The Overwhelming Power of Self-Interest

I can barely identify a single aspect of Con Coughlin’s piece at The National, reflecting on Saddam Hussein’s invasion of Kuwait 30 years ago, with which I agree:

One of the more memorable features of the global reaction to Saddam Hussein’s invasion of Kuwait 30 years ago, in August 1990, was the almost universal condemnation that followed.

In a response that would be almost unimaginable today, countries with diametrically opposed outlooks and political systems came together to form a truly multinational coalition – one that would eventually succeed in achieving its ultimate objective of liberating Kuwait from Saddam’s brutal occupation.

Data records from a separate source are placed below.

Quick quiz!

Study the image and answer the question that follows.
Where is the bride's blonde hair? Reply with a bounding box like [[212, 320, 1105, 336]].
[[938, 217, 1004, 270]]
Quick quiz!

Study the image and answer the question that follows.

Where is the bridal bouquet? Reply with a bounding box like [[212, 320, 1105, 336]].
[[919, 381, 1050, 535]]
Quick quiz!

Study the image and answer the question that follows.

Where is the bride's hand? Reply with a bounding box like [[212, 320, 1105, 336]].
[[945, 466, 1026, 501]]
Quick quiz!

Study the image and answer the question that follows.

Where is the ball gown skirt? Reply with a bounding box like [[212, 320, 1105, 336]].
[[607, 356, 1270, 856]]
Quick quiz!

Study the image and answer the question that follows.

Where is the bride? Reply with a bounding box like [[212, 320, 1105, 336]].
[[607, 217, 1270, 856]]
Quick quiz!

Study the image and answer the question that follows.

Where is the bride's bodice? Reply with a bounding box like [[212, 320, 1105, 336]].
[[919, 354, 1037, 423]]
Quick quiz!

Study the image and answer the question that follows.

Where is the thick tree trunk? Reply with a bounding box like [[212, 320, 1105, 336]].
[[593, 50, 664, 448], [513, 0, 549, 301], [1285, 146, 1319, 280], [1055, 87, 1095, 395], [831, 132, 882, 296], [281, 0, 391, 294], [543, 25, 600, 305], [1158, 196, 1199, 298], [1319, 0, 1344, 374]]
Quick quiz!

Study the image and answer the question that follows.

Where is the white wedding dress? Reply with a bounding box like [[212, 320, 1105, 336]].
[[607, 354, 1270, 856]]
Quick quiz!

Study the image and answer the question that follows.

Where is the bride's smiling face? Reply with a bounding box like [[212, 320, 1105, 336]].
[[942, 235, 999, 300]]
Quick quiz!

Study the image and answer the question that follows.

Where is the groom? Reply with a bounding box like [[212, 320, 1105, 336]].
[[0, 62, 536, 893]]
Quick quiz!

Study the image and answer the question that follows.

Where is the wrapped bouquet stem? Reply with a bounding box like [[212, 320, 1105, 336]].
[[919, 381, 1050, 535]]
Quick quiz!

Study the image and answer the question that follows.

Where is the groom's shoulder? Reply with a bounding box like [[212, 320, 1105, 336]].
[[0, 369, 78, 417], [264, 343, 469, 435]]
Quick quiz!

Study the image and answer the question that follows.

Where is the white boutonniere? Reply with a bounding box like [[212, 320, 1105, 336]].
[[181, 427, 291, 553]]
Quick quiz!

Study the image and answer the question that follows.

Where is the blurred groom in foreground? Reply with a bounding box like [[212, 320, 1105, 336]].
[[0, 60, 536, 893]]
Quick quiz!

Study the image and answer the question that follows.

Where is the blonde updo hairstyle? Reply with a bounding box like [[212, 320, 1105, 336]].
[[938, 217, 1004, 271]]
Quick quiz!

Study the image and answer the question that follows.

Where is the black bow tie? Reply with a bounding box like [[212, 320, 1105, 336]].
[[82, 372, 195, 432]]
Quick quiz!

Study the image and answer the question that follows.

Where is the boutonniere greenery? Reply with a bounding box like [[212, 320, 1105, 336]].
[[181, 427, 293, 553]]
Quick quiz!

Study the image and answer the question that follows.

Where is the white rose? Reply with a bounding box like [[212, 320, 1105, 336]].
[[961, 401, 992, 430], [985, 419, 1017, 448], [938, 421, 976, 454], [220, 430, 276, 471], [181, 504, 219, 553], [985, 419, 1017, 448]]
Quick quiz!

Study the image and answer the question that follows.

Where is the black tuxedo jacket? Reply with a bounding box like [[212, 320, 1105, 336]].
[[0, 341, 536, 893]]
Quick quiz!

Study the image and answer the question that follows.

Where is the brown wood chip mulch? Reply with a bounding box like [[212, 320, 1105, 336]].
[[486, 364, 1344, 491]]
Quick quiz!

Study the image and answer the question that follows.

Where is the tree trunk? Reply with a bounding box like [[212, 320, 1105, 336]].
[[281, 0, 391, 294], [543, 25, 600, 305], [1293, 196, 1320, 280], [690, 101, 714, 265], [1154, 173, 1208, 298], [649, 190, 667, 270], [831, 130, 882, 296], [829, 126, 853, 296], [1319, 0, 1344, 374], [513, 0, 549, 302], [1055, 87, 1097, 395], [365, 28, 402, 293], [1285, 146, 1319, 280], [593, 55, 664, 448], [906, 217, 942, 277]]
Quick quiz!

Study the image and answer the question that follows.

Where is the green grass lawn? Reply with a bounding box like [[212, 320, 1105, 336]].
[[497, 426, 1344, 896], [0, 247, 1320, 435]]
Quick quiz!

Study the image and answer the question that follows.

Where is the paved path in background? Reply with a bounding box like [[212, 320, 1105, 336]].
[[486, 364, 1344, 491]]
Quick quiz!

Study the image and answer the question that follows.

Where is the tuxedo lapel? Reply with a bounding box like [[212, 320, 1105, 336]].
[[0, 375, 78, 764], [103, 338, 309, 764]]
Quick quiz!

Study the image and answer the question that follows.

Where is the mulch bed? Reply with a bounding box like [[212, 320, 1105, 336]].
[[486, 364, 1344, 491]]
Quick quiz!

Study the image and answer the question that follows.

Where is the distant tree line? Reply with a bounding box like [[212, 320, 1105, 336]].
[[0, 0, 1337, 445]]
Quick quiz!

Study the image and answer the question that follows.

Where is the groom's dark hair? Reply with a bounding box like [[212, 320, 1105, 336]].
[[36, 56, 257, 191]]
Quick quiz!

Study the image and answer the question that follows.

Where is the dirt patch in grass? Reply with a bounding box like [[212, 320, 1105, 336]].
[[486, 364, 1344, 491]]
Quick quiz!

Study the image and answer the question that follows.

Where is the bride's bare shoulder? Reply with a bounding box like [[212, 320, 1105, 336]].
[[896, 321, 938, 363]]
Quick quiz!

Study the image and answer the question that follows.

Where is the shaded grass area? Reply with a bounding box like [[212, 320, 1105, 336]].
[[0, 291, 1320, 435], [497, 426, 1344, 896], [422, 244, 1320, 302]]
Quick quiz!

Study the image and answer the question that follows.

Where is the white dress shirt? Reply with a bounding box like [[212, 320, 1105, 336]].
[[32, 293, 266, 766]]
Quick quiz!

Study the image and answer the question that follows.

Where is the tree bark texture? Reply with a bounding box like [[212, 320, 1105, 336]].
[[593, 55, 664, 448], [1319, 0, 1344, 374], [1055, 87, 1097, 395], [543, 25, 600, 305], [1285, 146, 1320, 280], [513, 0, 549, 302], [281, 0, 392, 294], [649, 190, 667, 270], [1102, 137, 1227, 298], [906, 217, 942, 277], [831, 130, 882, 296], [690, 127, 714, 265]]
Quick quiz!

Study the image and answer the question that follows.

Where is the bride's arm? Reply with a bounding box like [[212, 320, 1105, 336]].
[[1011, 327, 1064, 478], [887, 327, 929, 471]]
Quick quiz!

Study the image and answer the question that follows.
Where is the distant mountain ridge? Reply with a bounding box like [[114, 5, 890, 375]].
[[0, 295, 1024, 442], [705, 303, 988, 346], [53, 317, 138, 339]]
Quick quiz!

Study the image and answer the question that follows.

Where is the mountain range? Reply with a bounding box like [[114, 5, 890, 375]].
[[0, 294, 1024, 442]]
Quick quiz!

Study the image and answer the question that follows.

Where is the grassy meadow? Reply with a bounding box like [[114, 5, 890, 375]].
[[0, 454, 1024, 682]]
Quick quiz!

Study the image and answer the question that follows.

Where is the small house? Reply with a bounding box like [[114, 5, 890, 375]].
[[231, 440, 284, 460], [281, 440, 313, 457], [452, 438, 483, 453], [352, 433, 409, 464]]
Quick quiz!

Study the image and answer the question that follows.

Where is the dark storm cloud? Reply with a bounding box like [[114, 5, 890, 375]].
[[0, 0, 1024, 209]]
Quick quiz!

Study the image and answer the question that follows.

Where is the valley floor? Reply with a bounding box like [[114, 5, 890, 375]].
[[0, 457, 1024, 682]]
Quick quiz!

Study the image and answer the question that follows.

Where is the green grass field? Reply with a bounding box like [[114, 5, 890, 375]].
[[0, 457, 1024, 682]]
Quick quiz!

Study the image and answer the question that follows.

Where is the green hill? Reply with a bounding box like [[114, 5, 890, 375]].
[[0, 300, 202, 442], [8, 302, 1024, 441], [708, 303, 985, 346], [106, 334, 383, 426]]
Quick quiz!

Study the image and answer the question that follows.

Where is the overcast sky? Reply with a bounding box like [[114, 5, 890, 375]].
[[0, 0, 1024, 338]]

That’s true as far as it goes but I think you should look a little more deeply. Our notional European allies, China, and the Arab countries of the Middle East will all come together when what we’re doing furthers their own national interests. When what we’re doing doesn’t, they won’t.

Let’s start with the Arab countries. In their entire history as a people the Arabs have only been united in goals for about 500 years and that was a millennium ago. Over that millennium they’ve been occupied by the Turks, the Russians, the French, the Brits, the Germans, and, most recently, the United States. The reason? When they’re not ruled by someone else, they’re at each others’ throats.

Saddam was a threat to all of his neighbors and they knew it. Of course they’d join an effort against him after he invaded Kuwait. Similarly, Kuwait was a major source of oil for European countries and they were concerned about an increasingly powerful Saddam Hussein disrupting that. Most did not join us in our invasion of Iraq because they were more worried about instability in the Middle East than they were about Saddam Hussein. In other words they didn’t see it as in their interests.

22 comments… add one
  • Tarstarkas Link

    The Arabs weren’t united for even fifty years. In fact some Muslims supported Ali over Abu Bakr after Muhammad’s death in 632 (which I didn’t know until I looked it up just now, I thought Abu Bakr had been chosen unanimously by the other Companions to succeed the Prophet). The next three Caliphs after him were all murdered, which shows you how contentious politics could be back then.

    IMO the tribal orientation of the Arabs and their harsh environment is responsible for their internal quarrelsomeness, having to constantly battle each other over scarce resources. Oil riches haven’t changed that mindset one bit.

  • IMO the tribal orientation of the Arabs and their harsh environment is responsible for their internal quarrelsomeness,

    I agree with your point about tribalism and have written along the same lines myself. I think it’s one of the reasons for Africa’s problems, too. It’s a “which came first” problem. Is Africa a mess because it was colonized or was it colonized because it was a mess?

  • Grey Shambler Link

    Good salesmen know that the customer needs two reasons to buy. The first is self interest, (you’ll look good driving it). The second is justification,
    ( it get great gas mileage).
    H.W. was a good salesman.

  • Nah. Napoleon had it right: there are only two great motivators—hope of gain and fear of loss.

  • Grey Shambler Link

    Napoleon wasn’t a salesman, he took what he wanted.

  • TarsTarkas Link

    ‘Is Africa a mess because it was colonized or was it colonized because it was a mess?’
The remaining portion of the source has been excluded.